A sobriedade é a mentira que enaltece as boas ações. Ninguém é capa de jornal bêbado prendendo vagabundo, ladrão ou assassino. As minhas fotos ficam guardadas até o fim da adolescência, de lá pra cá é a do casamento e a com o filho no colo. Ambas contam mentiras já registradas em ata. Mais uma vez o dedo, agora o nariz, só pra me enganar um pouco. Ela não dá bola, veste uma camiseta minha e deita na cama, pede pra mim aumentar a velocidade do ventilador e diz que tá com sono, pergunta se eu não vou deitar com ela, que eu posso, que não tem problema nenhum. Eu tento, falhando seguidas vezes, tropeço no sapato dela, me apoio na guarda da cama e coloco o terço ao redor do pescoço. Ela morde o lábio. “Vai com Deus.” Fala de olhos fechados, como se fosse um botão de rosa fechando, desinteressante e sem muito pra mostrar. “Fica com ele.” Vou dizendo enquanto faço o sinal da cruz.


Ela me olha como se eu não fosse voltar, como se eu fosse um condenado fugido numa visita conjugal, esperando por uma injeção ou uma bala na cabeça. Ela tem razão em pensar isso. Me ajoelho e aliso o cabelo dela. Com a pele branquinha ela parece capa de revista de fitness. Seios pequenos, corpo miúdo. Podia ainda parecer uma criança se não ficasse tão amargurada toda vez que eu saio pela porta, ou quando eu entro, sem fazer barulho, sem acordar ela. Tenho que ir. Não posso ficar, muito menos ter uma crise de consciência ou uma reviravolta na carreira.


O telefone toca mais umas quatro vezes. Não me mexo. Nem ela teima em abrir os olhos. Melhor assim pros dois. Tento mentir dizendo que volto logo, as palavras não vencem os dentes, a língua ainda dormente também não ajuda. Melhor assim, é mais honesto, não que seja uma prioridade minha. Ela se vira na cama. Dou-lhe um beijo nos ombros. Por entre os fios de cabelo vejo o rosto molhado. “É do banho.” É a primeira coisa que penso.


Mordo um pequeno pedaço da bochecha até sentir a baba viscosa de sangue. “Bom pra lembrar o que eu to fazendo e pra onde eu to indo.” Não me escondo na noite ou nas sombras. Nem com uma máscara ou tecnologias misteriosas. Não faço nenhuma espécie de favor pra ninguém. Só faço um trabalho que fica na margem do que as pessoas querem ver. Não há desabafo em bar, nem glória redentora no final. Passo a língua pelos cantos da boca e vou até a porta do quarto. Me enxugo com a toalha dela. Eu não queria suar tanto. Limpo um pouco do sangue nos dentes também.

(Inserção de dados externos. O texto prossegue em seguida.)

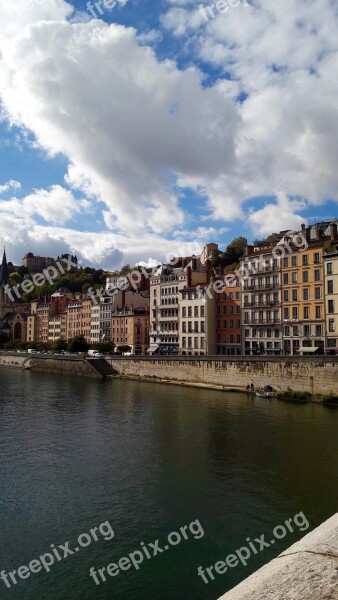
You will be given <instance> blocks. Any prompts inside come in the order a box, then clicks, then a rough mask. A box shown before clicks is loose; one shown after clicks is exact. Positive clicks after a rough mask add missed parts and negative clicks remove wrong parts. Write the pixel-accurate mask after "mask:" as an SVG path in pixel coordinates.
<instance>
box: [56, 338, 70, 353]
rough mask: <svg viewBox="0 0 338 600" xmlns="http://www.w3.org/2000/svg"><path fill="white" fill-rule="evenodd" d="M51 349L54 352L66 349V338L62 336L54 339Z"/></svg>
mask: <svg viewBox="0 0 338 600" xmlns="http://www.w3.org/2000/svg"><path fill="white" fill-rule="evenodd" d="M52 350H54V352H63V351H64V350H67V340H65V339H64V338H59V339H57V340H55V342H53V344H52Z"/></svg>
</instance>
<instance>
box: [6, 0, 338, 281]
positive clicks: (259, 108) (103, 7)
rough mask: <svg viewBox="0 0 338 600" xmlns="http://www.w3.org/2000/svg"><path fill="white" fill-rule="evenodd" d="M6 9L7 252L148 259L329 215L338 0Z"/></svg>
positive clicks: (18, 6)
mask: <svg viewBox="0 0 338 600" xmlns="http://www.w3.org/2000/svg"><path fill="white" fill-rule="evenodd" d="M217 7H218V8H217ZM221 11H222V12H221ZM0 22H1V29H0V52H1V54H0V246H3V245H5V246H6V251H7V255H8V259H9V260H11V261H12V262H14V263H16V264H21V259H22V256H23V255H24V254H25V253H26V252H28V251H32V252H34V253H35V254H40V255H47V256H56V255H57V254H60V253H63V252H72V253H76V254H77V256H78V257H79V259H80V260H81V261H82V262H83V264H86V265H90V266H96V267H102V268H105V269H107V270H114V269H118V268H120V267H121V266H122V265H124V264H126V263H130V264H132V265H134V264H136V263H139V262H140V263H142V264H149V265H153V264H154V263H156V262H158V261H164V260H168V259H169V257H170V256H172V255H176V256H177V255H182V254H192V253H195V254H197V253H198V250H199V249H202V248H203V245H204V244H205V243H208V242H216V243H218V244H219V247H220V248H221V249H224V248H225V246H226V245H227V244H228V243H229V242H230V241H231V240H232V239H233V238H234V237H237V236H239V235H244V236H245V237H247V239H248V240H249V241H252V240H253V239H256V238H264V236H266V235H268V234H269V233H272V232H276V231H280V230H283V229H298V228H300V225H301V224H302V223H305V224H311V223H313V222H316V221H320V220H328V219H332V218H335V217H337V216H338V204H337V202H338V168H337V164H338V105H337V96H338V36H337V31H338V3H337V1H336V0H320V1H319V0H283V1H276V0H225V1H224V2H221V3H217V5H216V6H215V4H212V3H211V2H209V1H208V0H203V2H200V1H198V2H194V1H192V0H156V1H155V0H152V1H150V0H116V2H115V3H114V0H105V2H104V1H103V0H101V1H100V2H97V3H96V5H95V2H93V1H92V2H90V3H87V2H86V1H85V0H84V1H82V0H76V1H74V2H73V3H70V2H66V1H64V0H15V2H5V1H4V0H1V3H0Z"/></svg>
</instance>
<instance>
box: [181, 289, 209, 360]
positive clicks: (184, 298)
mask: <svg viewBox="0 0 338 600" xmlns="http://www.w3.org/2000/svg"><path fill="white" fill-rule="evenodd" d="M179 294H180V300H179V319H178V332H179V352H180V354H183V355H184V354H186V355H193V356H199V355H206V354H215V340H216V322H215V315H216V308H215V306H216V301H215V292H214V290H213V289H212V287H210V286H209V285H208V284H201V285H194V286H186V287H184V288H182V289H181V290H180V291H179Z"/></svg>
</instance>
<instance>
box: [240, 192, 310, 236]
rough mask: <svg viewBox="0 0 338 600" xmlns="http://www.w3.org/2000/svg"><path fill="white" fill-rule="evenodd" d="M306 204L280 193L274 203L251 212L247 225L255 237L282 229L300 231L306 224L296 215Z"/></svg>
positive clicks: (300, 216)
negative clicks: (253, 233)
mask: <svg viewBox="0 0 338 600" xmlns="http://www.w3.org/2000/svg"><path fill="white" fill-rule="evenodd" d="M304 208H306V204H305V202H304V201H303V200H290V199H289V198H287V196H286V195H285V194H284V193H283V192H280V193H279V194H278V195H277V198H276V203H274V204H272V203H270V204H266V205H265V206H264V207H263V208H262V209H260V210H256V211H254V210H252V211H251V212H250V214H249V218H248V224H249V226H250V227H251V229H252V230H253V232H254V233H255V235H262V236H265V235H269V234H270V233H275V232H278V231H283V230H284V229H293V230H294V231H297V230H300V229H301V224H302V223H304V224H307V221H306V219H304V217H302V216H301V215H299V214H298V211H301V210H304Z"/></svg>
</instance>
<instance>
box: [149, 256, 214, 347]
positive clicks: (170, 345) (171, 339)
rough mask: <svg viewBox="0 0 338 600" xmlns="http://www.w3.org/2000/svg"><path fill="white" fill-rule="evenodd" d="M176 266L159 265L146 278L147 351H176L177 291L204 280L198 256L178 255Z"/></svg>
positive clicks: (178, 343) (206, 280)
mask: <svg viewBox="0 0 338 600" xmlns="http://www.w3.org/2000/svg"><path fill="white" fill-rule="evenodd" d="M176 264H178V265H179V266H177V267H172V266H170V265H162V266H161V267H159V269H158V271H157V272H156V273H155V275H154V276H153V277H151V280H150V347H149V353H152V354H153V353H160V354H178V352H179V303H180V291H181V290H182V289H183V288H185V287H187V286H191V285H194V284H197V283H205V282H206V281H207V272H206V269H205V268H204V267H203V265H202V263H201V261H200V259H199V258H198V257H195V256H193V257H190V258H183V259H179V260H178V261H177V263H176Z"/></svg>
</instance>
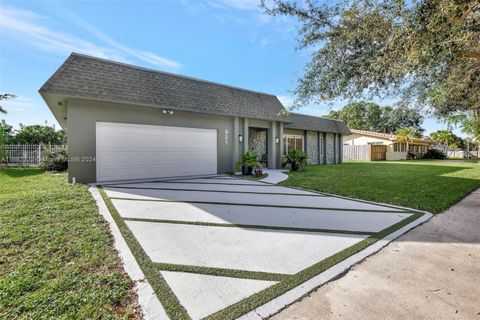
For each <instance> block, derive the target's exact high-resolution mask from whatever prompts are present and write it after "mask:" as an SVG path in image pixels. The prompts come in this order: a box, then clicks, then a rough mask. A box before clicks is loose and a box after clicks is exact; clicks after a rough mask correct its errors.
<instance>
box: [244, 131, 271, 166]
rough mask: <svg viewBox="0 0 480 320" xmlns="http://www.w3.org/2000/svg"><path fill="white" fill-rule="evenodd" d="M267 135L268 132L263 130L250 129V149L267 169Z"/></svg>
mask: <svg viewBox="0 0 480 320" xmlns="http://www.w3.org/2000/svg"><path fill="white" fill-rule="evenodd" d="M267 133H268V130H267V129H263V128H249V129H248V149H249V150H250V151H251V152H252V153H254V154H256V155H257V158H258V160H259V161H261V162H262V164H263V165H264V166H265V167H267V166H268V153H267V150H268V149H267V137H268V134H267Z"/></svg>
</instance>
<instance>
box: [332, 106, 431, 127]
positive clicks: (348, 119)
mask: <svg viewBox="0 0 480 320" xmlns="http://www.w3.org/2000/svg"><path fill="white" fill-rule="evenodd" d="M327 117H329V118H332V119H339V120H343V121H344V122H345V123H346V124H347V126H348V127H349V128H352V129H359V130H371V131H377V132H385V133H395V132H396V131H397V130H398V129H401V128H413V129H414V130H415V136H420V135H421V134H422V133H423V131H424V129H423V128H422V123H423V116H422V115H421V114H420V112H418V110H416V109H415V108H408V107H406V106H398V107H396V108H392V107H390V106H385V107H381V106H380V105H378V104H376V103H373V102H365V101H360V102H353V103H349V104H347V105H345V106H344V107H343V108H342V109H340V110H332V111H330V112H329V114H328V115H327Z"/></svg>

O primeiro ímpeto é o de levar a toalha comigo. Tento não prestar atenção no perfume. Falho. Mais uma distração pra carregar comigo ou transformar em alguma cicatriz de trabalho. “Um descuido amador. Literalmente dizem os críticos.” Por um segundo não importa, passo mais uma vez a toalha no rosto e a jogo no chão. Aumento o ventilador e sorrio pra ela.


Coloco a regata branca e prendo o revolver atrás, na cintura. Jogo a jaqueta por cima do ombro e não percebo ela, revirada na cama, agora de lado me olhando com ternura e impregnada de uma admiração fajuta. Encosto a porta atrás de mim, me despeço da mobília da sala com um rápido olhar e saio tentando me lembrar da diferença entre justiça e piedade, a ferramenta que mente a importância do meu heroísmo. Enquanto isso estiver claro na minha cabeça, posso ter certeza que volto pra casa pra ver ela me olhar como se eu fizesse parte dela, como se eu nunca tivesse saído dali. Como se eu fosse voltar todos os dias.